Even if one fully accepts Werner Oechslin's thesis (2000) when regarding Borrominis creativity, he warns against the risk of equating the work and the artist, that is the risk of interpreting the works of the artist in light of the psychological sphere and conversely, there is no denying that the drama, understood as relentless pursuit of correspondence between form, material, and structure emerges from the material folds of his moldings. Gilles Deleuze (2004, p.5) in 1988 wrote that “Le Baroque ne renvoie pas à une essence, mais plutôt à une fonction opératoire un trait. Il ne cesse de faire des plis. Il n’invente pas la chose: il y a tous les plis venus d’Orient, les plis grecs, romains, gothiques, classiques... Mais il courbe et recourbe les plis, les pousse à l’infini, pli sur pli, pli selon pli”.

Key Terms in this Chapter

Elevated Perspective: A drawing made for the most part in orthogonal projections, in which only some, usually the lower or lateral, elements are depicted with a slight prospective hint to give a three dimensional effect.

Molding: Also called “coving” set of profiles of an architectural element, usually to cover transitions between surfaces.

Marbleized Stucco: Also called “stucco marble,” it is a decorative technique in which marble dust and pigments are added to the plaster and kneaded to simulate marble. In some cases, the simulation of veins and clasts are completed by brush.

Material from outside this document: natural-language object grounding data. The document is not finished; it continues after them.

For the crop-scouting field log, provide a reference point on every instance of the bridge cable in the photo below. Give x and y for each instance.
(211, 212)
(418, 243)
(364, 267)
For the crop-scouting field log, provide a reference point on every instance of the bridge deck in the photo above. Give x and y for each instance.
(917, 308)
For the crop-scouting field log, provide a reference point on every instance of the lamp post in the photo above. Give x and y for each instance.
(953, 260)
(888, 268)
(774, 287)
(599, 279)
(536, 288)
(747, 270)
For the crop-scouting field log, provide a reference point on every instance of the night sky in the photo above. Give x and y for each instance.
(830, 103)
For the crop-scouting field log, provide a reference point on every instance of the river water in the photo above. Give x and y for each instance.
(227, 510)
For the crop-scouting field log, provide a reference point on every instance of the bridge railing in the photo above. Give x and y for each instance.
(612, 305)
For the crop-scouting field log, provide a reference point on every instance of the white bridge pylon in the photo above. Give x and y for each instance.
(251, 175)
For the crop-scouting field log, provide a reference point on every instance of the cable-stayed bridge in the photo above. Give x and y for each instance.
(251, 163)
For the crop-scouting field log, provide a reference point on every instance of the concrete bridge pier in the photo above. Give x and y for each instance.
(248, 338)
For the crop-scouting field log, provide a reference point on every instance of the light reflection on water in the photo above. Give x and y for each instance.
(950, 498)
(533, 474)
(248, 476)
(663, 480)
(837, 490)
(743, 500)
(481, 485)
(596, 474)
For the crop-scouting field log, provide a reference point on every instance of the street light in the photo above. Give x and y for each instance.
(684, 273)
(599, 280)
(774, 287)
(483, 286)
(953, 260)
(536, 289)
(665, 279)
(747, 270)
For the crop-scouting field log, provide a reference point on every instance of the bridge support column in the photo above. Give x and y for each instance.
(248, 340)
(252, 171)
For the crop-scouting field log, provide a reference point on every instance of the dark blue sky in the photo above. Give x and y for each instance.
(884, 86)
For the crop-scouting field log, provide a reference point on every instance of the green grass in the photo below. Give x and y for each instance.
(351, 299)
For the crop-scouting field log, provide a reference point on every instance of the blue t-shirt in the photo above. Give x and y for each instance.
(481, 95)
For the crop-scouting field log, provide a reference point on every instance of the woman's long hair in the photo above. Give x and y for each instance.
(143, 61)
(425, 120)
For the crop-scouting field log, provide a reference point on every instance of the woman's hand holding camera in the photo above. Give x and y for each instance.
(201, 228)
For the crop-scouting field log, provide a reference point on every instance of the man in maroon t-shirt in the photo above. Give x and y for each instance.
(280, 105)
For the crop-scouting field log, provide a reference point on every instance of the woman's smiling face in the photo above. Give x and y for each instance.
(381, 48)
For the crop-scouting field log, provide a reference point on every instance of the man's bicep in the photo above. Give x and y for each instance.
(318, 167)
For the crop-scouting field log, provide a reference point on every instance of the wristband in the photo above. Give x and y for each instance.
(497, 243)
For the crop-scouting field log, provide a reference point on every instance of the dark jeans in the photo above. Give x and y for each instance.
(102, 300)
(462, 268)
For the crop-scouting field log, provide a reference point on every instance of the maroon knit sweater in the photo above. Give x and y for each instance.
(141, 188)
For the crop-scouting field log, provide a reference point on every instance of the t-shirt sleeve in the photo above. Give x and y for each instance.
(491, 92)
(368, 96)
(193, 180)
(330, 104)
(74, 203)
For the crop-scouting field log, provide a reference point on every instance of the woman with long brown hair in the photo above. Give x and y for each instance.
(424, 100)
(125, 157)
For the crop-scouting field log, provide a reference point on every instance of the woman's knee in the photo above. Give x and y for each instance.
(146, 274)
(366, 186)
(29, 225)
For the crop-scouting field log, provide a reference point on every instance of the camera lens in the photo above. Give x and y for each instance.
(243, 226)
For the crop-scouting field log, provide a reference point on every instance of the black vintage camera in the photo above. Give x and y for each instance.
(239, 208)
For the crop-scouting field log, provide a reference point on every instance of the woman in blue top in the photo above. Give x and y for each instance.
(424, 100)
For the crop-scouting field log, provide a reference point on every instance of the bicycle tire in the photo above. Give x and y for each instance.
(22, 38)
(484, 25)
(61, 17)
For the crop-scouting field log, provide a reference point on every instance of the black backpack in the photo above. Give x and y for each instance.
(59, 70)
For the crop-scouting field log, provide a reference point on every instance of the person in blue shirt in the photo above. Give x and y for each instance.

Pseudo Axonometry: Drawings in which the projection of the elements is realized by parallel lines without, however, any real scientific basis. The method of isometric projections was codified beginning with the nineteenth century.

Piano Nobile: The main storey, usually, but not necessarily, the first floor, containing the principal rooms: literally “noble floor”.

Ovolo: Also called “ovulo”, convex molding whose section is a quarter of a circumference. It may be smooth or decorated with elements called ovoli and lancette.

Tympanum: Semi-circular wall surface bounded by a lintel and arch, over a door, often containing relief or imagery.

Lunette: Is a half-moon shaped space, void or filled with recessed masonry.

Breccia Medicea: A variety of Breccia di Serravezza antica, a marble breccia with light to dark gray, yellow and green, angular, gravel-size marble clasts in a purplish matrix.

Portico: A porch leading to the entrance of a building, or extended as a colonnade.

Straight Fillet: (Sometimes simply “fillet”) plane section molding.

Trabeation: Is the use of lintels or beams rather than arches or vaulting in architectural construction.

Astragal (Tondino): Also called “fusarolo”, is a convex semi-circular molding whose section corresponds to half the circumference.

Architrave: The lowest part of the entablature (consisting of architrave, frieze and cornice) immediately on the capital of the column.

Semipilaster: Or pilaster strip, Italian “Parasta”, is similar to a Lesene but with a structural function.

Fine Contour Gauge: Instrument for the reconstruction via sliding needles, which positioned perpendicularly to a molded profile replicate its design.

Lesenes: Pilaster strip a narrow, low-relief, vertical pillar, but only decorative and not functional.